Announced at the end of the week to minimize news coverage, President Obama has permitted oil drilling activities to move forward, and an expansion of drilling sites within the United States.  The expansion includes the East Coast and Alaska. This after over a year of halted drilling has endangered our future pipeline of domestic crude, creating an impending shortage in the next couple of years if heavy investments are not promoted by the major oil companies operating in the United States. The decision too, comes at an interesting turning point in the oil markets with recent down turn in crude to most likely impact gasoline prices 1-2 months from now.

Focusing on the price of gasoline, it’s general market knowledge that there is a lag time between swings in the price of crude vs. the price of gasoline.  One to two months could be the range in this case.  Recently, crude rose to around $120 a barrel, and has now fallen below $100.  A number of factors have contributed to this trend, much of which was assembled into this eventuality by Goldman Sach’s back in mid-April.

Now that prices are falling, and bearish fundamentals for the near term, why is it that Obama has a change of heart for expanded drilling (actually, reopening of drilling)?  Answer: the lag in price translation from crude to gasoline spot.

Many Americans do not watch the price of crude day to day, and are only alerted of major moves, or milestones reached.  They are, however, very mindful of the price of gasoline paid multiple times a week, especially for commuters.

How are the two events related? The potential price relief for consumers in the next few weeks, will be correlated by the administration to their actions taken over the weekend.  Rahm Emanuel said it himself, don’t let a crisis go to waste:

So the BP spill, coupled coupled with high oil prices, and now add in the sharp sell-off?  Sounds like good opportunity to first appease the extreme left that wants to stop all domestic oil production, and now a chance to take credit for an impending price drop at the pump.

What is the intention here? Reelection? Perhaps. Playing all sides? I wouldn’t be surprised.

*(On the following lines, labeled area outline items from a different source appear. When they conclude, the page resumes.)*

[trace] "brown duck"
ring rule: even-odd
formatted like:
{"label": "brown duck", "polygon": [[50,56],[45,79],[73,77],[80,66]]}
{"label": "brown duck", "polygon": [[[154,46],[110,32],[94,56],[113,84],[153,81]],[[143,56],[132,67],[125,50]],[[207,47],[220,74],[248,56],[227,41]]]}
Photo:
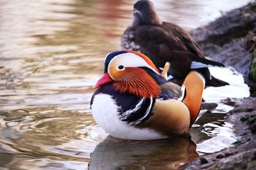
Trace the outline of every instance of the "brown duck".
{"label": "brown duck", "polygon": [[180,83],[190,71],[195,70],[204,76],[206,85],[228,85],[212,76],[208,69],[209,66],[225,66],[205,59],[198,45],[184,29],[162,22],[150,1],[136,3],[133,14],[133,22],[122,37],[122,50],[144,53],[159,69],[164,67],[166,62],[170,62],[168,80],[174,78]]}

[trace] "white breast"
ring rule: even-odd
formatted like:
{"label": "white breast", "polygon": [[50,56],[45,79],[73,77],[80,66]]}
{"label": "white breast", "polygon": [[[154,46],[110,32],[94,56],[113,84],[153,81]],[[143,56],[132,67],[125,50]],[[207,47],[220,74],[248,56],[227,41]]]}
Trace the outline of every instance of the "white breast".
{"label": "white breast", "polygon": [[96,122],[111,136],[134,140],[150,140],[166,138],[168,136],[148,128],[138,129],[127,125],[120,120],[118,106],[111,96],[104,94],[94,96],[92,104],[92,115]]}

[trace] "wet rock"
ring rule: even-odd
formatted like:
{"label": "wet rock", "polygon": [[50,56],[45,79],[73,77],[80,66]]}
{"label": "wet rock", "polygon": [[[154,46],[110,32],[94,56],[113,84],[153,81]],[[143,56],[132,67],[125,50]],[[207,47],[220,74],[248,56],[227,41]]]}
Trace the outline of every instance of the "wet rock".
{"label": "wet rock", "polygon": [[[225,118],[225,121],[234,125],[235,135],[240,137],[233,143],[233,148],[204,156],[204,159],[208,161],[204,164],[202,158],[198,159],[189,163],[186,169],[256,169],[256,135],[250,129],[256,118],[255,106],[255,98],[244,98]],[[252,124],[248,124],[250,123]]]}
{"label": "wet rock", "polygon": [[[190,31],[206,56],[234,67],[249,83],[255,48],[256,1]],[[243,59],[241,60],[241,59]]]}
{"label": "wet rock", "polygon": [[201,164],[204,164],[209,162],[209,161],[205,158],[200,158],[200,160],[201,161]]}
{"label": "wet rock", "polygon": [[216,159],[223,159],[224,157],[223,155],[220,154],[216,156]]}
{"label": "wet rock", "polygon": [[[243,75],[252,97],[256,96],[256,78],[252,71],[256,60],[253,61],[255,11],[254,1],[190,31],[206,56],[234,67]],[[225,120],[233,125],[239,140],[232,148],[197,159],[187,165],[186,169],[256,169],[256,98],[227,99],[222,102],[235,107],[227,113]]]}

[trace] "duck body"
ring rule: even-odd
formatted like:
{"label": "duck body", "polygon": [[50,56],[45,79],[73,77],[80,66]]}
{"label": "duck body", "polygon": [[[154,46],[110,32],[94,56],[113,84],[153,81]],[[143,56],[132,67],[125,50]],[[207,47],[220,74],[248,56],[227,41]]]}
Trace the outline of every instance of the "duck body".
{"label": "duck body", "polygon": [[174,78],[182,82],[188,73],[195,70],[204,76],[207,85],[228,85],[212,76],[208,69],[209,66],[225,66],[205,59],[199,45],[184,29],[162,22],[150,1],[139,1],[134,9],[133,23],[121,39],[123,50],[144,53],[160,69],[169,62],[172,66],[169,79]]}
{"label": "duck body", "polygon": [[[149,59],[138,52],[107,55],[105,73],[96,85],[91,109],[96,122],[108,133],[119,138],[146,140],[188,132],[199,112],[203,78],[195,72],[189,73],[188,80],[199,85],[193,86],[198,96],[195,100],[191,92],[182,97],[180,87],[168,82],[156,69]],[[189,89],[188,84],[192,83],[185,82],[184,89]],[[196,105],[193,106],[195,111],[188,106],[193,105],[186,101],[188,98]]]}

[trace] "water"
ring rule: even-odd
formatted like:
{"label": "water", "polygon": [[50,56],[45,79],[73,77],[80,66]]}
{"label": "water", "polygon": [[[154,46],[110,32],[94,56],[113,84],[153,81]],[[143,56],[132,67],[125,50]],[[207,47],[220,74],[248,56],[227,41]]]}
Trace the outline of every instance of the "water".
{"label": "water", "polygon": [[[93,85],[106,54],[120,49],[134,2],[0,1],[1,169],[85,169],[90,162],[92,169],[102,164],[179,169],[199,155],[232,146],[232,125],[223,120],[232,108],[220,101],[249,92],[230,69],[225,75],[221,69],[211,70],[216,77],[230,77],[232,85],[205,90],[204,99],[220,104],[196,122],[191,136],[120,140],[106,138],[94,122]],[[164,20],[189,30],[248,1],[153,2]]]}

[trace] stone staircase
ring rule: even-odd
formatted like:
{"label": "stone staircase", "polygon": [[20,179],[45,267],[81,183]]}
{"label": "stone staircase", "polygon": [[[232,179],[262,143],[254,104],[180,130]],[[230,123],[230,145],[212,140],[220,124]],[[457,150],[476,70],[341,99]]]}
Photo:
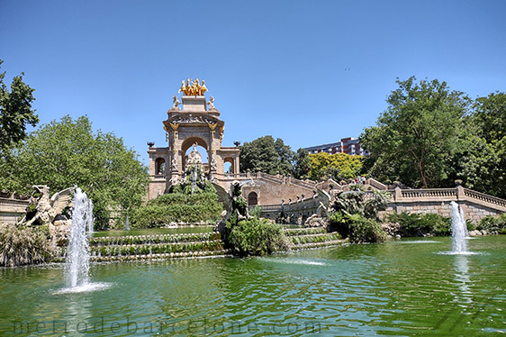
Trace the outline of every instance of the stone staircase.
{"label": "stone staircase", "polygon": [[335,246],[347,242],[347,240],[342,240],[339,233],[327,232],[323,227],[286,229],[285,233],[293,244],[294,250]]}
{"label": "stone staircase", "polygon": [[[322,227],[285,231],[294,250],[334,246],[346,241],[337,232],[328,233]],[[230,250],[224,248],[217,232],[105,236],[90,238],[88,242],[90,260],[94,262],[231,256]],[[65,261],[65,249],[54,261]]]}
{"label": "stone staircase", "polygon": [[[95,262],[168,260],[227,256],[216,232],[165,235],[95,237],[89,239],[91,260]],[[57,261],[65,260],[63,250]]]}

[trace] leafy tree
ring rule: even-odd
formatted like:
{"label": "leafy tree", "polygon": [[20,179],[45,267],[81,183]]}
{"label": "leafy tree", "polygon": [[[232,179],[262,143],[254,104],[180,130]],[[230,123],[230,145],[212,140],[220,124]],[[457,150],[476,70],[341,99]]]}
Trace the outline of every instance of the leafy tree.
{"label": "leafy tree", "polygon": [[311,168],[311,159],[309,158],[309,153],[304,149],[297,150],[295,154],[295,165],[294,165],[294,174],[297,179],[307,179],[309,178],[309,172]]}
{"label": "leafy tree", "polygon": [[92,198],[99,227],[112,210],[139,205],[149,183],[137,153],[113,133],[94,133],[86,116],[42,125],[10,154],[13,160],[0,165],[0,186],[29,194],[32,185],[53,192],[77,185]]}
{"label": "leafy tree", "polygon": [[333,178],[340,181],[355,178],[362,168],[363,156],[348,153],[312,153],[309,177],[312,180]]}
{"label": "leafy tree", "polygon": [[475,100],[456,155],[457,178],[469,188],[506,197],[506,93]]}
{"label": "leafy tree", "polygon": [[371,154],[366,167],[383,180],[423,187],[451,184],[469,99],[437,79],[396,82],[399,88],[387,98],[377,125],[360,136]]}
{"label": "leafy tree", "polygon": [[[4,63],[0,59],[0,66]],[[4,83],[5,72],[0,72],[0,153],[26,137],[26,126],[35,126],[39,117],[32,108],[35,100],[30,86],[23,81],[24,73],[13,78],[11,90]]]}
{"label": "leafy tree", "polygon": [[283,140],[264,136],[240,147],[240,170],[294,175],[294,151]]}

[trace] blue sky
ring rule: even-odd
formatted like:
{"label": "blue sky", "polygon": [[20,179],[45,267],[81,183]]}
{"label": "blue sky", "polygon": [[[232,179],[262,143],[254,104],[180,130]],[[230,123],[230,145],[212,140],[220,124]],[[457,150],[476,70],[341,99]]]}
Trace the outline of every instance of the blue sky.
{"label": "blue sky", "polygon": [[[0,59],[41,123],[87,114],[147,162],[181,80],[204,79],[223,145],[357,137],[395,78],[506,91],[506,1],[0,0]],[[209,96],[209,94],[207,96]]]}

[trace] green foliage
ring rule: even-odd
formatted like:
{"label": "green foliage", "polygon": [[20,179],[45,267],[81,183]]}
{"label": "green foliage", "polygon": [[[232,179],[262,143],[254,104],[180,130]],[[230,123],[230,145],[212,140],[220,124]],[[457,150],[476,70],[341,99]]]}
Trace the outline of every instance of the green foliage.
{"label": "green foliage", "polygon": [[77,185],[93,200],[95,229],[107,225],[111,210],[140,205],[149,183],[137,153],[113,133],[94,133],[86,116],[42,125],[10,154],[9,162],[0,159],[0,186],[30,194],[32,185],[52,193]]}
{"label": "green foliage", "polygon": [[311,159],[308,151],[304,149],[297,150],[294,165],[294,177],[297,179],[307,179],[309,178],[310,169]]}
{"label": "green foliage", "polygon": [[402,212],[390,214],[387,219],[401,225],[403,236],[422,236],[430,233],[435,236],[450,234],[451,220],[436,214],[418,214]]}
{"label": "green foliage", "polygon": [[338,232],[351,242],[383,242],[386,240],[386,233],[377,220],[358,214],[335,212],[330,215],[330,225],[332,232]]}
{"label": "green foliage", "polygon": [[295,154],[282,139],[260,137],[240,147],[240,170],[294,176]]}
{"label": "green foliage", "polygon": [[339,193],[329,218],[330,231],[352,242],[384,241],[386,233],[378,221],[378,212],[386,209],[389,197],[384,191],[366,193],[360,186]]}
{"label": "green foliage", "polygon": [[53,254],[47,227],[0,225],[0,266],[43,263],[50,261]]}
{"label": "green foliage", "polygon": [[359,185],[355,190],[340,192],[336,196],[332,208],[345,214],[358,214],[370,219],[377,219],[378,212],[384,211],[388,205],[390,193],[386,191],[365,192]]}
{"label": "green foliage", "polygon": [[499,232],[501,234],[506,234],[506,214],[497,216],[485,216],[476,225],[476,229],[480,231]]}
{"label": "green foliage", "polygon": [[506,198],[506,93],[479,97],[455,166],[465,187]]}
{"label": "green foliage", "polygon": [[363,156],[347,153],[320,152],[310,154],[309,177],[312,180],[332,178],[336,181],[357,178],[362,168]]}
{"label": "green foliage", "polygon": [[[0,66],[4,63],[0,59]],[[34,89],[23,81],[23,73],[13,78],[11,89],[4,83],[5,72],[0,72],[0,153],[26,137],[26,126],[35,126],[39,117],[32,108]]]}
{"label": "green foliage", "polygon": [[228,241],[239,256],[263,256],[289,247],[281,225],[257,218],[239,221]]}
{"label": "green foliage", "polygon": [[257,205],[255,207],[249,210],[249,215],[259,219],[260,215],[262,215],[262,207]]}
{"label": "green foliage", "polygon": [[452,163],[465,134],[463,117],[469,99],[437,79],[416,83],[411,77],[396,82],[399,88],[387,98],[387,110],[377,126],[360,135],[362,146],[370,152],[366,168],[384,181],[422,187],[451,186],[456,174]]}
{"label": "green foliage", "polygon": [[215,221],[222,211],[215,193],[168,193],[131,213],[132,228],[153,228],[176,222]]}

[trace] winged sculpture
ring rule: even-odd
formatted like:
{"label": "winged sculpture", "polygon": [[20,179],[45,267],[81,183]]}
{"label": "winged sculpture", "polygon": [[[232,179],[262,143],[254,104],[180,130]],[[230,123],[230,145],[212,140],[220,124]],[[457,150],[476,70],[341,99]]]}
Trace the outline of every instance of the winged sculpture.
{"label": "winged sculpture", "polygon": [[[32,225],[35,222],[41,223],[52,223],[57,215],[61,214],[65,207],[70,205],[72,196],[76,187],[68,187],[55,193],[50,198],[50,187],[45,185],[34,185],[33,188],[39,191],[41,196],[38,199],[32,198],[31,205],[36,203],[35,215],[26,222],[27,225]],[[29,206],[30,207],[30,206]],[[28,213],[27,213],[28,214]]]}

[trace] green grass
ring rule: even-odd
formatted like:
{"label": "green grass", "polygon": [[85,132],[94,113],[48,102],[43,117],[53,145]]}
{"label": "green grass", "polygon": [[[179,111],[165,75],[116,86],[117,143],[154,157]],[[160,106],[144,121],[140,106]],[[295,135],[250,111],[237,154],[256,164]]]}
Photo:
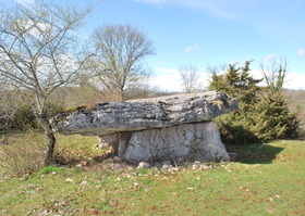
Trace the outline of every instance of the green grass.
{"label": "green grass", "polygon": [[[87,139],[59,136],[59,143],[98,153]],[[305,215],[305,141],[229,149],[237,162],[209,170],[139,170],[108,160],[2,176],[0,215]]]}

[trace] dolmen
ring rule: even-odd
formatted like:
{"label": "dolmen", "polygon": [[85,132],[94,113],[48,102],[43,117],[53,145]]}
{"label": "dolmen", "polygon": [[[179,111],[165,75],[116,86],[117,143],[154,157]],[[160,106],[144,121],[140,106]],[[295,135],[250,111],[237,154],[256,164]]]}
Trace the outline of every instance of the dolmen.
{"label": "dolmen", "polygon": [[121,160],[132,163],[229,161],[213,118],[237,109],[220,91],[184,93],[96,104],[52,119],[63,135],[98,136]]}

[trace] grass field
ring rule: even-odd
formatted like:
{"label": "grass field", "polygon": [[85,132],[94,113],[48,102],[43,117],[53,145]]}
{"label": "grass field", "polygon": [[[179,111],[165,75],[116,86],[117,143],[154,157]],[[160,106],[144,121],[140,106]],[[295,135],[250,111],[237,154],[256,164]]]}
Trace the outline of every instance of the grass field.
{"label": "grass field", "polygon": [[[9,145],[16,139],[32,138],[15,135]],[[72,155],[100,151],[93,138],[58,140]],[[192,165],[136,169],[81,156],[75,164],[88,165],[78,167],[72,160],[70,166],[21,177],[2,174],[0,215],[305,215],[305,141],[231,145],[229,151],[240,155],[236,162],[207,164],[208,170]]]}

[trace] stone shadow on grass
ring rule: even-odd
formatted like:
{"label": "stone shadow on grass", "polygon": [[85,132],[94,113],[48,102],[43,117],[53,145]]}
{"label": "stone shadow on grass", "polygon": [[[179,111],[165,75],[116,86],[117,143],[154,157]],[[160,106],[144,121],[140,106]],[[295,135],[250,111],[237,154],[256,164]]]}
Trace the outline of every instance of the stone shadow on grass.
{"label": "stone shadow on grass", "polygon": [[236,153],[235,162],[245,164],[271,164],[283,148],[270,144],[225,145],[229,153]]}

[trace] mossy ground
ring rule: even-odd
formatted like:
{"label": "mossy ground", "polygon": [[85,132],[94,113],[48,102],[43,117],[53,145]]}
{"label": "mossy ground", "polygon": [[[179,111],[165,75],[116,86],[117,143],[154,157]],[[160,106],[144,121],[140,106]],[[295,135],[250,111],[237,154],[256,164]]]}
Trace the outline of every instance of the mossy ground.
{"label": "mossy ground", "polygon": [[[58,139],[77,154],[96,151],[91,138]],[[1,175],[0,215],[305,215],[304,141],[229,149],[237,162],[208,170],[136,169],[108,160]]]}

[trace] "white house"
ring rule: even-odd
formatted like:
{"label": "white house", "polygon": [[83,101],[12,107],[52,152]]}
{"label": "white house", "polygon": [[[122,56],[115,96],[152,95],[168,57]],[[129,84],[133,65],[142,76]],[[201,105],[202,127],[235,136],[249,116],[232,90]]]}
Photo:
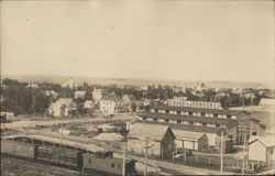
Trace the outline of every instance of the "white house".
{"label": "white house", "polygon": [[35,82],[30,82],[26,87],[28,88],[34,88],[34,89],[40,88],[40,86],[37,84],[35,84]]}
{"label": "white house", "polygon": [[249,140],[249,160],[251,162],[264,162],[270,165],[275,161],[274,135],[251,136]]}
{"label": "white house", "polygon": [[173,130],[176,140],[176,148],[201,151],[208,146],[206,133]]}
{"label": "white house", "polygon": [[187,100],[187,97],[174,97],[173,99],[167,99],[165,101],[168,106],[184,106],[185,101]]}
{"label": "white house", "polygon": [[73,99],[59,98],[48,108],[48,114],[53,117],[68,117],[69,112],[76,110],[76,103]]}
{"label": "white house", "polygon": [[108,114],[122,112],[123,105],[123,100],[114,94],[103,96],[99,102],[100,111]]}
{"label": "white house", "polygon": [[91,101],[91,100],[86,100],[86,101],[84,102],[84,108],[86,108],[86,109],[94,109],[94,108],[95,108],[94,101]]}
{"label": "white house", "polygon": [[6,117],[6,118],[13,118],[14,113],[13,112],[1,111],[1,116]]}
{"label": "white house", "polygon": [[68,88],[73,89],[73,88],[80,87],[80,85],[78,82],[76,82],[73,78],[69,78],[67,81],[65,81],[65,82],[62,84],[62,87],[63,88],[68,87]]}
{"label": "white house", "polygon": [[57,98],[58,94],[55,92],[54,90],[45,90],[46,96],[52,96],[53,98]]}
{"label": "white house", "polygon": [[107,94],[106,89],[94,89],[92,99],[95,100],[95,103],[98,103],[106,94]]}
{"label": "white house", "polygon": [[122,100],[124,101],[124,110],[132,112],[132,105],[134,103],[135,97],[133,95],[124,95]]}
{"label": "white house", "polygon": [[262,106],[262,107],[275,106],[275,99],[274,98],[262,98],[258,106]]}

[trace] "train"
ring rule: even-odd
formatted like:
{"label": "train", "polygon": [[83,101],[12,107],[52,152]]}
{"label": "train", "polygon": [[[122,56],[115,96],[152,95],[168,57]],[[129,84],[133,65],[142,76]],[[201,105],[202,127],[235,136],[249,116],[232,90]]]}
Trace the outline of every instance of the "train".
{"label": "train", "polygon": [[[122,158],[113,157],[113,153],[108,151],[91,153],[79,148],[57,147],[1,139],[1,154],[66,166],[88,173],[122,175]],[[127,176],[136,175],[134,160],[125,160],[124,172]]]}

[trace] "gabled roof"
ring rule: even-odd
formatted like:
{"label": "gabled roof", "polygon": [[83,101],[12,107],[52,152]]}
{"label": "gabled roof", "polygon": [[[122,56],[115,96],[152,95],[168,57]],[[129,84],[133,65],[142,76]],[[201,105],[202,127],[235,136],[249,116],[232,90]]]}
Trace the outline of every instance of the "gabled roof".
{"label": "gabled roof", "polygon": [[86,91],[82,91],[82,90],[76,90],[75,91],[75,95],[85,95],[86,94]]}
{"label": "gabled roof", "polygon": [[65,106],[69,106],[73,102],[73,99],[72,98],[59,98],[56,102],[65,105]]}
{"label": "gabled roof", "polygon": [[260,106],[275,106],[274,98],[262,98],[260,101]]}
{"label": "gabled roof", "polygon": [[270,146],[275,146],[275,138],[274,135],[267,135],[267,136],[251,136],[249,140],[249,145],[252,144],[253,142],[258,141],[266,147]]}
{"label": "gabled roof", "polygon": [[[202,133],[212,133],[219,134],[221,132],[221,128],[210,128],[204,125],[189,125],[189,124],[174,124],[174,123],[163,123],[163,122],[148,122],[148,124],[160,124],[160,125],[168,125],[172,130],[183,130],[183,131],[193,131],[193,132],[202,132]],[[223,130],[227,132],[226,130]]]}
{"label": "gabled roof", "polygon": [[101,100],[109,100],[116,102],[123,102],[123,100],[117,95],[105,95]]}
{"label": "gabled roof", "polygon": [[170,129],[167,125],[133,123],[128,138],[162,141],[168,130]]}
{"label": "gabled roof", "polygon": [[198,141],[200,138],[205,135],[201,132],[194,131],[184,131],[184,130],[172,130],[177,140],[189,140],[189,141]]}
{"label": "gabled roof", "polygon": [[163,110],[186,111],[186,112],[191,111],[191,112],[231,114],[231,116],[239,116],[245,113],[250,116],[250,113],[246,111],[229,110],[229,109],[206,109],[206,108],[176,107],[176,106],[152,106],[151,109],[163,109]]}
{"label": "gabled roof", "polygon": [[210,117],[195,117],[195,116],[183,116],[183,114],[166,114],[166,113],[154,113],[148,112],[146,114],[141,114],[144,118],[156,118],[156,119],[169,119],[169,120],[186,120],[193,122],[206,122],[206,123],[215,123],[215,124],[223,124],[223,125],[238,125],[238,121],[234,119],[219,119],[219,118],[210,118]]}

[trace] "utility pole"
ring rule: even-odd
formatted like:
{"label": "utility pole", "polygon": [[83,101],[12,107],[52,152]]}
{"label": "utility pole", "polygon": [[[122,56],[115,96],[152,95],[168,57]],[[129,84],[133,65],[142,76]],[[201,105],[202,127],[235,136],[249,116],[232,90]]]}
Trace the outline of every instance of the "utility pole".
{"label": "utility pole", "polygon": [[221,175],[223,173],[223,130],[221,130]]}
{"label": "utility pole", "polygon": [[125,151],[127,151],[127,138],[123,144],[123,163],[122,163],[122,176],[125,176]]}
{"label": "utility pole", "polygon": [[244,110],[244,97],[242,95],[242,110]]}
{"label": "utility pole", "polygon": [[243,138],[243,160],[242,160],[242,174],[244,174],[244,166],[245,166],[245,140],[246,140],[246,131],[244,131]]}
{"label": "utility pole", "polygon": [[144,176],[147,176],[147,154],[148,154],[148,139],[145,141],[145,165],[144,165]]}

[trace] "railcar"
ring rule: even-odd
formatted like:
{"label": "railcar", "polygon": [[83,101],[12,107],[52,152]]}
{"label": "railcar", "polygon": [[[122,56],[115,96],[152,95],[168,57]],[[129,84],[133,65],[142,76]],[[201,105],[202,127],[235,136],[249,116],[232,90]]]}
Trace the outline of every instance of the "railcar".
{"label": "railcar", "polygon": [[[111,175],[122,175],[122,158],[112,157],[112,153],[97,153],[96,155],[84,153],[82,168]],[[136,175],[134,161],[125,161],[125,175]]]}
{"label": "railcar", "polygon": [[1,140],[1,153],[34,158],[35,145],[12,140]]}
{"label": "railcar", "polygon": [[76,168],[81,167],[81,165],[79,165],[81,163],[79,162],[80,155],[81,152],[77,150],[61,148],[46,145],[37,146],[36,151],[36,156],[40,161],[72,166]]}
{"label": "railcar", "polygon": [[[107,175],[122,175],[122,158],[116,158],[112,152],[84,152],[80,150],[62,148],[28,142],[2,140],[1,153],[32,161],[86,169]],[[125,162],[125,175],[135,175],[135,162]]]}

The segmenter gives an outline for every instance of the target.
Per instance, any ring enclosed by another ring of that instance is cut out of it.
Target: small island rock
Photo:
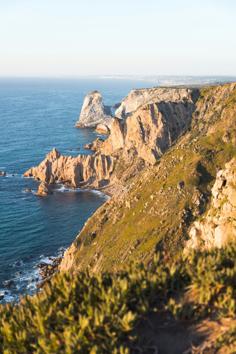
[[[49,195],[50,194],[53,194],[53,192],[49,184],[45,182],[42,182],[39,186],[39,190],[38,192],[35,192],[34,194],[41,195]]]

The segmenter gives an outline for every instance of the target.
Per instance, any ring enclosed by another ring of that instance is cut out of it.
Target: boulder
[[[93,91],[85,98],[80,119],[76,122],[75,126],[93,128],[102,124],[109,127],[111,124],[112,118],[110,107],[104,105],[99,92]]]
[[[13,282],[12,280],[8,280],[8,281],[5,282],[5,285],[6,286],[10,286],[10,285],[11,285],[13,284]]]
[[[49,184],[45,182],[42,182],[39,186],[39,190],[38,192],[35,192],[34,194],[41,195],[49,195],[53,194],[53,192]]]
[[[98,124],[97,126],[95,131],[97,133],[103,133],[104,134],[110,134],[110,130],[105,124]]]

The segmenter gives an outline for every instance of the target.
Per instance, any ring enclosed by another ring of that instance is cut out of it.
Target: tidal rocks
[[[110,134],[111,132],[110,129],[105,124],[98,124],[96,127],[95,131],[97,133],[103,133],[104,134]]]
[[[54,148],[39,166],[30,169],[24,176],[37,176],[45,182],[52,177],[55,181],[79,187],[81,182],[93,182],[109,178],[115,160],[102,153],[93,156],[79,155],[76,158],[65,156]]]
[[[42,182],[39,186],[39,190],[35,192],[35,194],[40,194],[41,195],[49,195],[53,194],[53,192],[49,184],[45,182]]]
[[[80,119],[76,122],[75,126],[93,128],[102,124],[109,127],[112,116],[110,107],[104,105],[99,92],[93,91],[85,98]]]
[[[42,280],[36,284],[35,286],[39,288],[42,287],[45,283],[51,281],[58,270],[58,267],[62,259],[62,257],[56,257],[52,260],[52,264],[39,263],[36,264],[36,268],[41,268],[39,273]],[[33,281],[34,281],[33,280]],[[31,280],[30,282],[33,282]]]
[[[8,280],[8,281],[5,282],[5,285],[6,286],[10,286],[10,285],[12,285],[13,284],[13,282],[12,280]]]

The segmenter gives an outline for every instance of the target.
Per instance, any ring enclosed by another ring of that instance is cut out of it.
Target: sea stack
[[[99,125],[105,126],[104,130],[109,132],[112,120],[112,114],[109,106],[105,106],[100,93],[93,91],[87,95],[80,116],[75,124],[80,128],[94,128]]]

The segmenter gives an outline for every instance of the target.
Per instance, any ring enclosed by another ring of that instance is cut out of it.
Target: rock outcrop
[[[117,109],[115,112],[116,116],[125,119],[141,107],[151,103],[191,101],[192,92],[189,88],[174,87],[135,89],[113,108]]]
[[[53,193],[49,185],[45,182],[42,182],[39,186],[39,190],[38,192],[35,192],[34,194],[41,195],[50,195]]]
[[[75,126],[93,128],[102,124],[109,127],[112,118],[110,106],[104,105],[99,92],[93,91],[85,98],[80,119],[76,122]]]
[[[212,207],[202,222],[195,222],[184,252],[191,248],[220,247],[236,236],[236,159],[217,174],[212,189]]]
[[[84,147],[85,149],[89,149],[91,151],[97,151],[102,145],[104,141],[100,138],[97,138],[93,143],[88,143]]]
[[[98,124],[97,126],[95,131],[97,133],[103,133],[104,134],[110,134],[110,129],[105,124]]]
[[[126,120],[113,118],[111,133],[103,146],[105,154],[125,146],[150,164],[161,156],[191,119],[193,102],[188,100],[148,104]]]
[[[109,179],[115,158],[100,154],[93,156],[79,155],[76,158],[61,155],[54,148],[37,167],[30,169],[24,176],[38,177],[48,183],[51,181],[67,182],[79,187],[81,182]]]

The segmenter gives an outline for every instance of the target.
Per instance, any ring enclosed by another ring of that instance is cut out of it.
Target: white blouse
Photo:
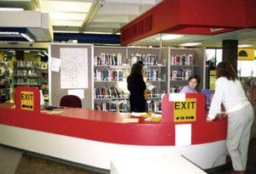
[[[240,81],[229,81],[226,77],[217,79],[208,115],[209,118],[214,119],[216,115],[220,113],[221,104],[224,104],[226,113],[239,110],[248,104]]]

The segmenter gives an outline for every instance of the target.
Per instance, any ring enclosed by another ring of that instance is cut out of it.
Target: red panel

The prelude to this move was the testimony provided by Oil executives last week before the Senate.  Liberal Senators wanted to seem tough on the “unfair” oil companies who are raising prices (sarcasm here, no one company can set the price of a market traded commodity).  I wonder if either the Senators or the oil executives even knew how the Obama administration was trying to use them as pawns in their reelection bid. Quite the manipulation by insiders to promote an election bid.  If this was the stock market, one may say they were guilty of insider trading!